Memory is an incompressible resource and so let's discuss the semantics of memory management a bit.

  • Best-Effort pods will be treated as lowest priority. Processes in these pods are the first to get killed if the system runs out of memory. These containers can use any amount of free memory in the node though.

  • Guaranteed pods are considered top-priority and are guaranteed to not be killed until they exceed their limits, or if the system is under memory pressure and there are no lower priority containers that can be evicted.

  • Burstable pods have some form of minimal resource guarantee, but can use more resources when available. Under system memory pressure, these containers are more likely to be killed once they exceed their requests and no Best-Effort pods exist.
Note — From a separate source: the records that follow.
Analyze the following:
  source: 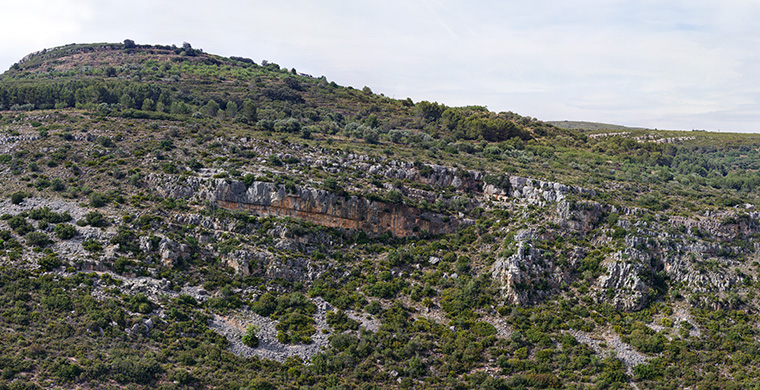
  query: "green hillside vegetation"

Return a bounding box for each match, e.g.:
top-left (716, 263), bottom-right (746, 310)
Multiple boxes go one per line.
top-left (0, 40), bottom-right (760, 389)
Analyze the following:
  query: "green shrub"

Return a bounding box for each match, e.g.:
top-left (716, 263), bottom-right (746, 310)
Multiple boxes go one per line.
top-left (37, 255), bottom-right (63, 271)
top-left (90, 192), bottom-right (108, 208)
top-left (242, 324), bottom-right (259, 348)
top-left (24, 232), bottom-right (50, 247)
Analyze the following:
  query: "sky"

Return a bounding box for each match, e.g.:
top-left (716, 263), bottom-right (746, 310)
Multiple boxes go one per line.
top-left (0, 0), bottom-right (760, 132)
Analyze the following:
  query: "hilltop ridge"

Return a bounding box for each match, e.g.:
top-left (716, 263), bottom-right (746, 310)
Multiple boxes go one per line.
top-left (0, 40), bottom-right (760, 389)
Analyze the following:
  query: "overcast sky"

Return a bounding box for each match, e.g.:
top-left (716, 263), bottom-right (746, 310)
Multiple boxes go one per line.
top-left (0, 0), bottom-right (760, 132)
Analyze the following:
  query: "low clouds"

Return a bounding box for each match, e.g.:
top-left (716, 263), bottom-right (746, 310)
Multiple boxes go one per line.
top-left (0, 0), bottom-right (760, 131)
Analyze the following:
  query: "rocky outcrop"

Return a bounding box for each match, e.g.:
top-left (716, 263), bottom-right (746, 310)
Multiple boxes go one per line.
top-left (597, 259), bottom-right (650, 311)
top-left (210, 180), bottom-right (467, 237)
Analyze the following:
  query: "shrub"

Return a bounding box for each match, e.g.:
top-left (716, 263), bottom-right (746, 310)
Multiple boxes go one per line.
top-left (242, 324), bottom-right (259, 348)
top-left (90, 192), bottom-right (108, 208)
top-left (111, 357), bottom-right (163, 385)
top-left (24, 232), bottom-right (50, 246)
top-left (37, 255), bottom-right (63, 272)
top-left (11, 191), bottom-right (29, 204)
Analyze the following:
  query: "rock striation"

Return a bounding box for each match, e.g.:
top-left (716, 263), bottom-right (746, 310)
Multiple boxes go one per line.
top-left (209, 180), bottom-right (468, 237)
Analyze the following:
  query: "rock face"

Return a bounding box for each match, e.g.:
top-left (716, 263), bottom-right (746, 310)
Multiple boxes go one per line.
top-left (210, 180), bottom-right (466, 237)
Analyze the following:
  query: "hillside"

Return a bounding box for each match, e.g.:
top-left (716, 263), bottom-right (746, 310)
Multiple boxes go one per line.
top-left (0, 41), bottom-right (760, 389)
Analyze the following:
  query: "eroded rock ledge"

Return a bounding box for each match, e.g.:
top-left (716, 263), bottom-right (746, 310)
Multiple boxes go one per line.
top-left (209, 180), bottom-right (472, 237)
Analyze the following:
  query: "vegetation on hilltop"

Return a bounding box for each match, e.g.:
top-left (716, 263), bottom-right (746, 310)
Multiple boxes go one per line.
top-left (0, 40), bottom-right (760, 389)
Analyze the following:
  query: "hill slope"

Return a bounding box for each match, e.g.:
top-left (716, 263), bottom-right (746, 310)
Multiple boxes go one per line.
top-left (0, 41), bottom-right (760, 388)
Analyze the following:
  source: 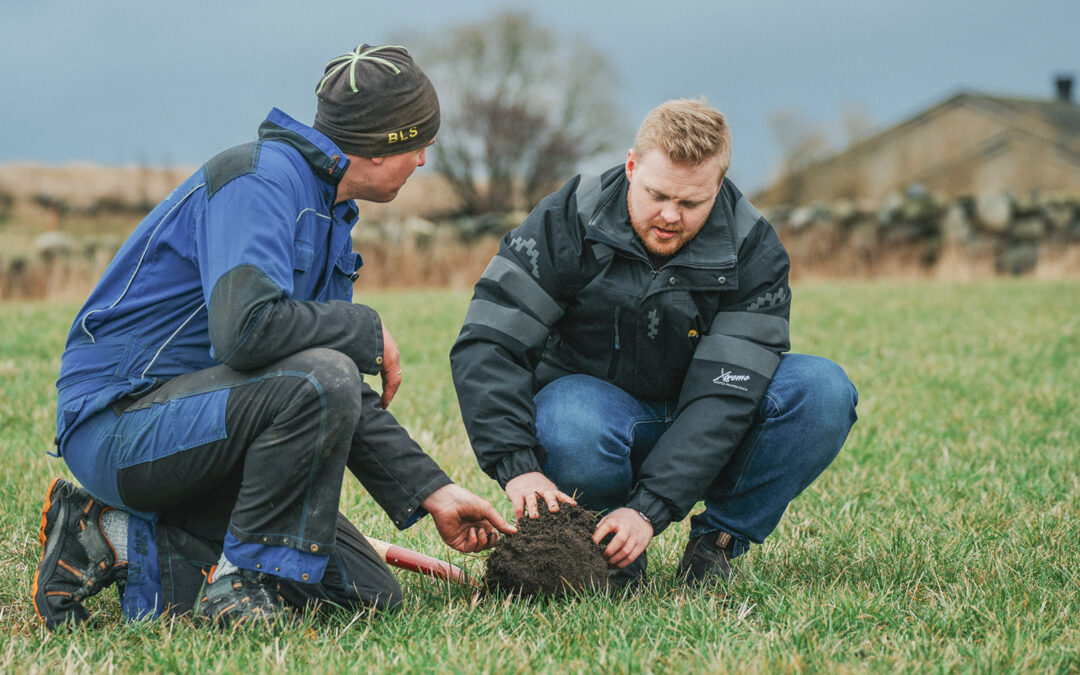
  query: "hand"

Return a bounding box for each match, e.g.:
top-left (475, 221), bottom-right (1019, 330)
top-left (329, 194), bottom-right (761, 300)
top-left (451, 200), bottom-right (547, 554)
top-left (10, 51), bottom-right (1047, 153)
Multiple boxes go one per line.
top-left (420, 483), bottom-right (517, 553)
top-left (593, 508), bottom-right (652, 567)
top-left (379, 322), bottom-right (402, 409)
top-left (507, 471), bottom-right (578, 521)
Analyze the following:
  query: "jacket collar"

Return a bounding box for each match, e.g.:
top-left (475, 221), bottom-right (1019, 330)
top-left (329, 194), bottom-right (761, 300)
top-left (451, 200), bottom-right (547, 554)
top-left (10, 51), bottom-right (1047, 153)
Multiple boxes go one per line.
top-left (585, 165), bottom-right (737, 269)
top-left (259, 108), bottom-right (349, 187)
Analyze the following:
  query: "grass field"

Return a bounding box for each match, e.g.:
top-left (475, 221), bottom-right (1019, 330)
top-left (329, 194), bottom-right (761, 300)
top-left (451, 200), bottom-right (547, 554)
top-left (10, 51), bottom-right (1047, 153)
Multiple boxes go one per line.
top-left (0, 281), bottom-right (1080, 673)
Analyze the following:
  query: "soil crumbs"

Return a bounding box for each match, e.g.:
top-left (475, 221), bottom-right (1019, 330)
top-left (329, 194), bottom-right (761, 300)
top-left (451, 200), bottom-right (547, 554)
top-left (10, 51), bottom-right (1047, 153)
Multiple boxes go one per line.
top-left (484, 501), bottom-right (608, 597)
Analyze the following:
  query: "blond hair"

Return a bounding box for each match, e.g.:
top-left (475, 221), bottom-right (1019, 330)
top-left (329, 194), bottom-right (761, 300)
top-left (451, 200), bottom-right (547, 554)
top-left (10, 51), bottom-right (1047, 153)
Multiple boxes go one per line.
top-left (634, 98), bottom-right (731, 178)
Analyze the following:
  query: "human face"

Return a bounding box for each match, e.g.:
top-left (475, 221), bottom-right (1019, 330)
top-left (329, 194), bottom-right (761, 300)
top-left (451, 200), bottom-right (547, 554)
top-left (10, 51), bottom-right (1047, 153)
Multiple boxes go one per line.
top-left (338, 140), bottom-right (434, 203)
top-left (626, 150), bottom-right (724, 256)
OOM Score configuration at the Nodes

Pod OOM score configuration

  • Note that the OOM score of a process is 10 times the % of memory the process consumes, adjusted by OOM_SCORE_ADJ, barring exceptions (e.g. process is launched by root). Processes with higher OOM scores are killed.
  • The base OOM score is between 0 and 1000, so if process A’s OOM_SCORE_ADJ - process B’s OOM_SCORE_ADJ is over a 1000, then process A will always be OOM killed before B.
  • The final OOM score of a process is also between 0 and 1000

Best-effort - Set OOM_SCORE_ADJ: 1000 - So processes in best-effort containers will have an OOM_SCORE of 1000

Guaranteed - Set OOM_SCORE_ADJ: -998 - So processes in guaranteed containers will have an OOM_SCORE of 0 or 1

Burstable - If total memory request > 99.8% of available memory, OOM_SCORE_ADJ: 2 - Otherwise, set OOM_SCORE_ADJ to 1000 - 10 * (% of memory requested) - This ensures that the OOM_SCORE of burstable pod is > 1 - If memory request is 0, OOM_SCORE_ADJ is set to 999. - So burstable pods will be killed if they conflict with guaranteed pods - If a burstable pod uses less memory than requested, its OOM_SCORE < 1000 - So best-effort pods will be killed if they conflict with burstable pods using less than requested memory - If a process in burstable pod's container uses more memory than what the container had requested, its OOM_SCORE will be 1000, if not its OOM_SCORE will be < 1000 - Assuming that a container typically has a single big process, if a burstable pod's container that uses more memory than requested conflicts with another burstable pod's container using less memory than requested, the former will be killed - If burstable pod's containers with multiple processes conflict, then the formula for OOM scores is a heuristic, it will not ensure "Request and Limit" guarantees.

Pod infra containers or Special Pod init process

  • OOM_SCORE_ADJ: -998

Kubelet, Docker

  • OOM_SCORE_ADJ: -999 (won’t be OOM killed)
  • Hack, because these critical tasks might die if they conflict with guaranteed containers. In the future, we should place all user-pods into a separate cgroup, and set a limit on the memory they can consume.

Known issues and possible improvements

The above implementation provides for basic oversubscription with protection, but there are a few known limitations.

Support for Swap

  • The current QoS policy assumes that swap is disabled. If swap is enabled, then resource guarantees (for pods that specify resource requirements) will not hold. For example, suppose 2 guaranteed pods have reached their memory limit. They can continue allocating memory by utilizing disk space. Eventually, if there isn’t enough swap space, processes in the pods might get killed. The node must take into account swap space explicitly for providing deterministic isolation behavior.

Alternative QoS Class Policy

An alternative is to have user-specified numerical priorities that guide Kubelet on which tasks to kill (if the node runs out of memory, lower priority tasks will be killed). A strict hierarchy of user-specified numerical priorities is not desirable because:

  1. Achieved behavior would be emergent based on how users assigned priorities to their pods. No particular SLO could be delivered by the system, and usage would be subject to gaming if not restricted administratively
  2. Changes to desired priority bands would require changes to all user pod configurations.